[SERVER-78026] Make ClusterServerParameter base class explicitly aware of OperationContext Created: 13/Jun/23  Updated: 26/Oct/23

Status: Open
Project: Core Server
Component/s: None
Affects Version/s: None
Fix Version/s: None

Type: Improvement Priority: Major - P3
Reporter: Judah Schvimer Assignee: Backlog - Catalog and Routing
Resolution: Unresolved Votes: 0
Labels: car-qw, oldshardingemea
Remaining Estimate: Not Specified
Time Spent: Not Specified
Original Estimate: Not Specified

Issue Links:
Related
related to SERVER-78632 Exception in QuerySettingsManager loc... Closed
is related to SERVER-78027 clang-tidy check that we don't check ... Closed
Assigned Teams:
Catalog and Routing
Sprint: Security 2023-07-10, Security 2023-07-24, Security 2023-08-07, Security 2023-08-21, Security 2023-09-04, Security 2023-09-18, Security 2023-10-02, Security 2023-10-16
Participants:
Story Points: 3

 Description   

Cluster parameters need an operation context since they do writes and to take locks.
Things which touch on-disk state should always accept an OperationContext in their arguments to indicate they do possibly blocking yet interruptible work



 Comments   
Comment by Varun Ravichandran [ 17/Oct/23 ]

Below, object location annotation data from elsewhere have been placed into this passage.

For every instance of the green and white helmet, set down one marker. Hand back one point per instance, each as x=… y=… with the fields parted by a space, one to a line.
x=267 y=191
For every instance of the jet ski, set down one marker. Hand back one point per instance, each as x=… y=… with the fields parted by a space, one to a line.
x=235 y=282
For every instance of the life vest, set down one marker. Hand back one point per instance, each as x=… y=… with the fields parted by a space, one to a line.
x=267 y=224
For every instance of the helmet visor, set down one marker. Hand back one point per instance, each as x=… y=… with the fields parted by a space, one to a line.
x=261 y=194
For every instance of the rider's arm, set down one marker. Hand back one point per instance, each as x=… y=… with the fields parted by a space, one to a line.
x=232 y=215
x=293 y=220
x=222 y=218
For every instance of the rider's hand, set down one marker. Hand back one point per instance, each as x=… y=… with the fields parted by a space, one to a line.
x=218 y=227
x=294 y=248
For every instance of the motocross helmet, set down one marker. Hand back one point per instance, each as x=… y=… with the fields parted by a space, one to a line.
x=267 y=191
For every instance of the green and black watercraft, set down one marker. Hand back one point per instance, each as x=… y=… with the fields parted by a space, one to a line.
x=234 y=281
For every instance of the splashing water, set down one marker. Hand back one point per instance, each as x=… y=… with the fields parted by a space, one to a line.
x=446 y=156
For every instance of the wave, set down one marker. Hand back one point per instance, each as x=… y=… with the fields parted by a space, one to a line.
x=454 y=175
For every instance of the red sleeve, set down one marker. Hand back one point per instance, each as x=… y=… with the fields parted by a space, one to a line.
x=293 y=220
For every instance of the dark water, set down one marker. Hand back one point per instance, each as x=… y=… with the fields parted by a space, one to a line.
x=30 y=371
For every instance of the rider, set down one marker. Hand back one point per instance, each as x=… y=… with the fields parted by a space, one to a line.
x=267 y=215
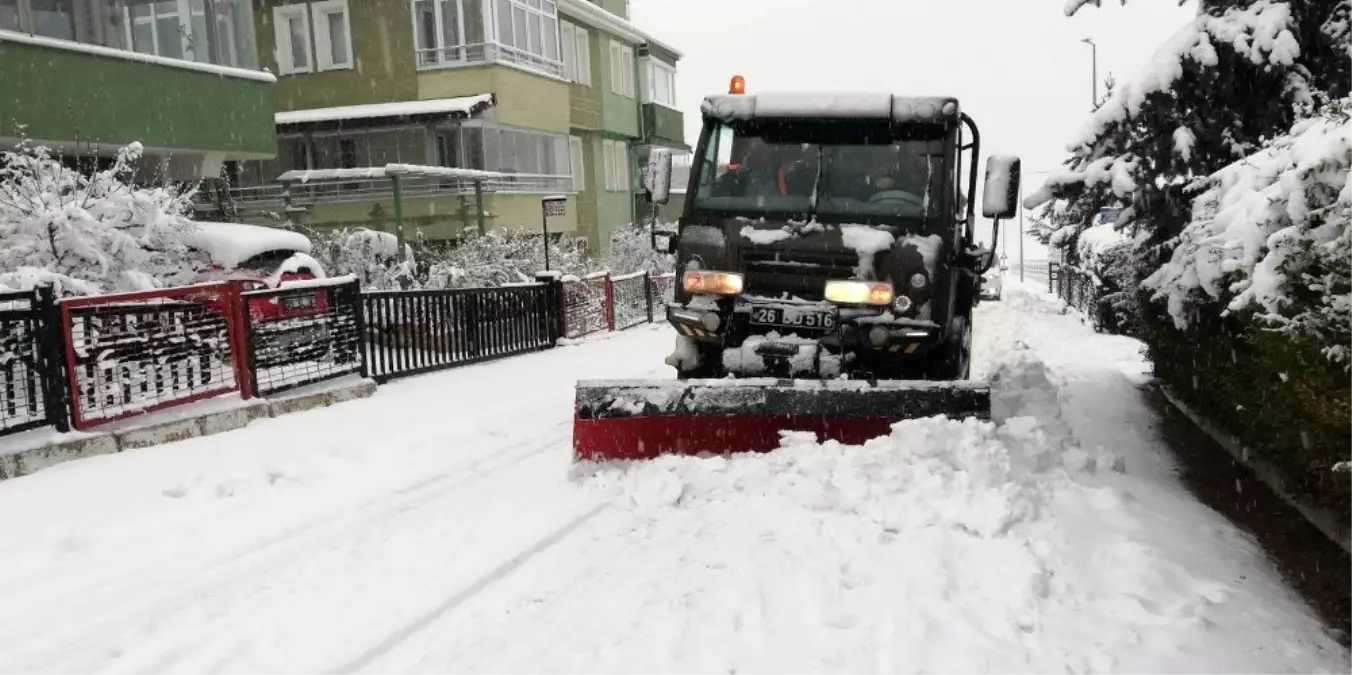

Since Sharding EMEA now owns cluster server parameters, I'm reassigning this over to their backlog.

I think the rationale for this ticket is certainly valid for cluster server parameters, specifically. However, startup server parameters would be a harder case to tackle since OperationContext is often not available at that the time that those parameters are initialized. Since cluster server parameters are built on top of existing server parameters, we are forced to consider the implications of passing OperationContext to all kinds of server parameters even though CSPs are the only ones that would benefit from this.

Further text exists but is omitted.